チャイが空になった皿を、そっと持ち上げた。
「……お足元、お気をつけて」
ミナが顔を上げた。
「足元?」
「はい。雨で、濡れておりますので」
それだけの言葉だった。
でも、ミナは自分の足を見て、それから自分の中の、まだ名前のつかない気持ちのほうを見ているような顔をした。
雨が、弱くなってきていた。
屋根を叩く音が、少しずつ、間遠になっていく。
「行かなきゃ」
ミナが立ち上がった。
押さえていた耳から、手が離れていた。耳は、もう、隠されていなかった。
「お母さまが、心配しています」
「うん」
「わたし、なんて言えばいいか、まだ、分かりません」
「言わなくていい」
わたしは言った。
「今日、分からなかったことは、分からないままでいい」
ミナは少し笑った。
初めて見る、子どもらしい笑い方だった。
雨の中、大きなお腹の母親が、屋根の下を見ていた。
息が、少し上がっている。
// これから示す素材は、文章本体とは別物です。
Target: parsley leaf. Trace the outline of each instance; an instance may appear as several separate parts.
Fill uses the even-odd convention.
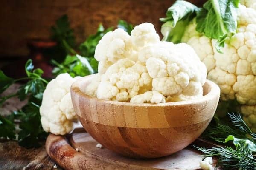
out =
[[[0,115],[0,138],[13,139],[15,138],[14,124]]]

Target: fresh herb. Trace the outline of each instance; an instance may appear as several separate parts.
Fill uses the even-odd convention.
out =
[[[256,133],[253,133],[239,113],[227,113],[229,119],[215,116],[215,119],[204,133],[203,137],[220,143],[224,143],[227,134],[256,143]]]
[[[118,27],[129,34],[133,28],[131,24],[123,20],[119,21]],[[58,20],[55,26],[52,28],[52,38],[58,43],[54,51],[57,56],[61,56],[57,60],[52,61],[56,66],[52,71],[54,75],[68,73],[75,77],[96,73],[98,62],[93,57],[95,48],[102,37],[113,29],[113,27],[105,29],[101,24],[96,34],[90,35],[84,42],[77,45],[67,16],[65,15]],[[74,49],[76,47],[79,47],[78,50]],[[64,60],[60,62],[64,58]],[[45,139],[47,135],[41,125],[39,108],[48,82],[41,77],[43,71],[35,69],[31,60],[26,63],[25,69],[27,76],[17,79],[8,77],[0,71],[0,94],[14,83],[27,81],[20,86],[17,92],[0,97],[0,106],[14,96],[17,96],[20,100],[28,100],[28,103],[20,110],[5,117],[0,116],[0,138],[17,140],[20,145],[27,148],[38,147],[41,139]]]
[[[70,28],[70,21],[66,14],[58,19],[55,25],[51,28],[51,38],[57,42],[53,52],[50,55],[55,60],[62,61],[64,57],[69,54],[75,54],[76,39],[74,31]]]
[[[165,22],[161,31],[163,35],[163,41],[180,42],[185,29],[189,23],[196,16],[199,8],[184,0],[177,0],[169,8],[166,17],[160,18]]]
[[[209,0],[203,8],[177,0],[169,8],[162,26],[163,40],[180,42],[186,27],[195,17],[196,31],[218,40],[216,49],[221,52],[226,40],[236,32],[239,0]]]
[[[132,24],[123,20],[118,22],[117,27],[123,29],[128,34],[131,34],[134,28]],[[96,33],[89,35],[86,40],[79,46],[77,51],[80,53],[74,50],[73,52],[70,51],[61,63],[52,60],[52,62],[56,66],[52,71],[53,74],[57,76],[61,73],[68,73],[74,77],[97,73],[98,62],[94,58],[96,46],[105,34],[113,30],[113,27],[105,29],[102,25],[100,24]],[[67,51],[68,50],[68,48],[67,49]]]
[[[1,76],[5,78],[0,80],[0,91],[3,91],[14,82],[22,80],[28,80],[20,87],[17,92],[0,97],[0,104],[15,96],[17,96],[20,100],[28,100],[28,103],[20,110],[12,113],[6,118],[0,116],[0,138],[16,139],[15,121],[18,120],[17,131],[19,132],[17,140],[19,144],[27,148],[38,147],[40,139],[45,138],[47,134],[41,126],[39,107],[48,82],[41,77],[43,73],[41,69],[34,69],[31,60],[26,62],[25,69],[27,76],[15,80],[8,77],[2,71],[0,72]]]
[[[204,156],[218,156],[216,167],[224,170],[256,170],[256,159],[252,154],[256,152],[256,133],[252,131],[240,114],[227,115],[229,121],[215,117],[215,123],[212,122],[204,136],[228,146],[208,149],[196,147],[206,153]],[[235,149],[230,145],[229,141],[233,141]]]
[[[55,60],[52,60],[52,62],[57,66],[52,70],[52,73],[55,76],[62,73],[68,73],[72,77],[74,77],[78,76],[85,76],[94,73],[87,59],[78,55],[67,56],[61,64]]]
[[[12,122],[0,115],[0,137],[15,139],[15,128]]]
[[[95,34],[89,35],[86,40],[79,46],[81,55],[87,57],[93,58],[94,56],[95,48],[99,41],[106,33],[113,30],[113,27],[110,27],[105,29],[103,26],[100,24],[96,33]]]
[[[218,156],[218,159],[216,167],[224,170],[255,170],[256,159],[253,153],[256,152],[256,145],[249,140],[241,139],[233,136],[229,136],[225,141],[233,142],[235,148],[229,146],[214,147],[205,149],[195,147],[205,153],[204,156]]]

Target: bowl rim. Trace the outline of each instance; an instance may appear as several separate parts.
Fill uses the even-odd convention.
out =
[[[72,84],[70,88],[70,91],[72,91],[72,92],[77,94],[78,95],[80,95],[82,96],[83,97],[86,98],[88,99],[89,99],[90,100],[94,100],[94,101],[97,102],[104,102],[105,104],[114,105],[146,107],[165,107],[191,105],[192,104],[195,104],[197,103],[201,103],[207,101],[211,100],[212,99],[214,98],[217,96],[219,98],[220,96],[220,89],[219,86],[213,82],[207,79],[204,85],[205,85],[206,83],[209,84],[209,86],[211,88],[211,89],[207,94],[199,97],[196,100],[190,99],[183,101],[168,102],[166,103],[155,104],[148,103],[130,103],[129,102],[119,102],[116,101],[108,100],[104,99],[100,99],[96,97],[91,97],[90,96],[86,94],[84,92],[82,92],[79,87],[79,83],[82,79],[83,79],[85,78],[92,78],[92,77],[93,77],[93,76],[95,76],[96,74],[91,74],[90,75],[81,77],[81,78],[78,79],[76,81],[75,81]]]

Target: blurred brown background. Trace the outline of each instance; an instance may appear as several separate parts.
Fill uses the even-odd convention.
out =
[[[160,31],[163,17],[174,0],[1,0],[0,57],[25,57],[27,41],[47,39],[56,19],[67,14],[78,42],[94,34],[100,23],[115,26],[119,19],[134,24],[153,23]],[[201,3],[200,0],[191,1]]]

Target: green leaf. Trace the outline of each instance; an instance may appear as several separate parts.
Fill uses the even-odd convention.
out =
[[[233,135],[229,135],[225,140],[225,143],[230,141],[233,142],[236,149],[243,148],[250,150],[251,152],[256,152],[256,145],[249,140],[240,139],[235,138]]]
[[[21,85],[17,94],[19,99],[21,101],[25,99],[29,94],[38,99],[41,99],[45,89],[44,82],[40,79],[35,79]]]
[[[13,79],[7,76],[0,70],[0,94],[10,87],[14,82]]]
[[[18,134],[19,144],[26,148],[41,146],[40,141],[45,139],[47,133],[42,128],[39,105],[30,100],[27,105],[17,112],[15,117],[18,117],[21,122],[19,126],[20,131]]]
[[[229,35],[236,32],[239,3],[239,0],[209,0],[198,13],[196,31],[218,40],[216,46],[219,52]]]
[[[166,17],[160,18],[161,21],[165,22],[161,29],[163,35],[162,40],[180,42],[186,27],[199,10],[198,7],[188,2],[176,1],[168,8]]]
[[[71,53],[76,54],[73,48],[76,46],[76,40],[74,31],[71,28],[68,17],[66,14],[64,15],[57,20],[55,26],[51,29],[52,40],[57,42],[57,45],[54,48],[55,52],[53,56],[58,56],[56,58],[58,61],[62,61],[67,55]],[[55,57],[56,58],[56,57]]]
[[[127,32],[129,35],[131,35],[131,32],[133,29],[134,26],[132,24],[129,23],[124,20],[119,20],[118,21],[117,28],[123,29]]]
[[[0,115],[0,138],[14,139],[15,136],[14,124]]]
[[[113,27],[105,30],[102,25],[99,24],[96,34],[89,35],[86,40],[80,45],[79,49],[81,55],[87,57],[93,57],[99,41],[106,33],[111,31],[113,31]]]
ゆっくりでも、走ってきたのだと分かった。
「ミナ!」
「……お母さま」
ミナは駆け出した。
途中で、一度だけ、振り返った。
何も言わなかった。
ただ、小さく、頭を下げた。
母親は、ミナの体を抱き止めた。
怒っている様子は、なかった。ただ、濡れた耳の後ろを、そっとなでていた。
発車のベルが鳴った。
列車が、動き出した。
雨は、もう、ほとんど止んでいた。
「チャイ」
「はい」
「さっきの、お足元、お気をつけてって」
「……なぜでしょう。あの子の足が、少し、濡れて見えたので」
チャイは盆を持ち直した。
「それだけの、つもりでした」
「うん。それでいい」
棚を見た。
プリンの型が、ひとつ、洗って伏せてある。
次の駅で、また、誰かのために、何かを重ねることになるだろう。
混ざらないまま重ねられるものがあることを、わたしは今日、知った。